The European Parliament in theory cannot reject individual candidates for commissioners but can only approve the new Commission line-up as a whole.

But in practice, it can force individual changes by threatening to withhold approval of the whole team, as in 2004 when it rejected Italy’s Rocco Buttiglione, whose conservative Catholic views on homosexuality and marriage offended many.

In 2009, Bulgaria’s initial candidate, Rumiana Jeleva, was forced to step down over her financial interests.

And in 2014, EU parliamentarians forced the then-incoming Commission President Jean-Claude Juncker to replace Slovenia’s commission candidate, Alenka Bratusek, seen as ill-qualified for the role, with Violeta Bulc.

Several other candidates in the von der Leyen team have faced or are still facing scrutiny over financial issues.
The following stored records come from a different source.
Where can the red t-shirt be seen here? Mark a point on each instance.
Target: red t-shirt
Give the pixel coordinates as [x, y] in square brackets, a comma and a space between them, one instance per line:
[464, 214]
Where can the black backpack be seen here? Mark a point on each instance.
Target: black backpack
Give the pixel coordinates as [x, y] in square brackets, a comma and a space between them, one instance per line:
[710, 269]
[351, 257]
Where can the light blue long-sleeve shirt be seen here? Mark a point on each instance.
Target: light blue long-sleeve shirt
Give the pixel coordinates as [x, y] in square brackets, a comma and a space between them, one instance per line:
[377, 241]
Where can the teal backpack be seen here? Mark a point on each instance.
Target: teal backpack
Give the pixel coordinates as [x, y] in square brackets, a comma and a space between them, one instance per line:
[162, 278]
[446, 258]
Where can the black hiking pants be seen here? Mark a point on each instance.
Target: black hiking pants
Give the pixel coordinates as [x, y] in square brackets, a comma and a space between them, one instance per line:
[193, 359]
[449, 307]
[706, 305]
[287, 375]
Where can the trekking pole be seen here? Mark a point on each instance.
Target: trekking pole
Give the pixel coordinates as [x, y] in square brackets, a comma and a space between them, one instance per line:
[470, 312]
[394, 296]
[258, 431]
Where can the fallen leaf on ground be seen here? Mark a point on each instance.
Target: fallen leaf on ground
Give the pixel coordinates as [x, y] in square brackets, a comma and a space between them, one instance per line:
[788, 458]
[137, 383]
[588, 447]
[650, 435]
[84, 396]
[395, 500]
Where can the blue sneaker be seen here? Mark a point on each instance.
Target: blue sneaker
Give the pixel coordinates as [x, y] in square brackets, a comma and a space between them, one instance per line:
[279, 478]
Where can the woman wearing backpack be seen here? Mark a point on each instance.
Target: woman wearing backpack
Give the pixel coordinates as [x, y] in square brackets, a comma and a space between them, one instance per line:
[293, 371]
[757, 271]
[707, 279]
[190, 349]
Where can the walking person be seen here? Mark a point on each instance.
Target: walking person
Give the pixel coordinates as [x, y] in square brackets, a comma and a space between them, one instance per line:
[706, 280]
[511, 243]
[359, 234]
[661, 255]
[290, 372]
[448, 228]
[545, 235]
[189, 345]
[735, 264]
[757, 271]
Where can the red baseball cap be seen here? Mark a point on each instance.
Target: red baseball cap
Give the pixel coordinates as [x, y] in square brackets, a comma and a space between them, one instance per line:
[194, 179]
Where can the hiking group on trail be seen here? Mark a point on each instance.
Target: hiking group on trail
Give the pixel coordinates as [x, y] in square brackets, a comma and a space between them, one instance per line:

Poland’s candidate, Janusz Wojciechowski, earmarked for the agriculture portfolio, had to pay back more than 11,000 euros of improperly claimed travel expenses after an investigation by the EU’s anti-fraud office OLAF into his time as an EU lawmaker.

France’s candidate for the powerful internal market job, Sylvie Goulard, is still under investigation by OLAF for misuse of funds to employ assistants during her time as EU lawmaker. Goulard has already reimbursed the money to parliament.

Belgium’s Didier Reynders, nominated for the justice portfolio, is under a preliminary investigation over alleged corruption and money laundering in the Democratic Republic of Congo. Reynders denies any wrongdoing.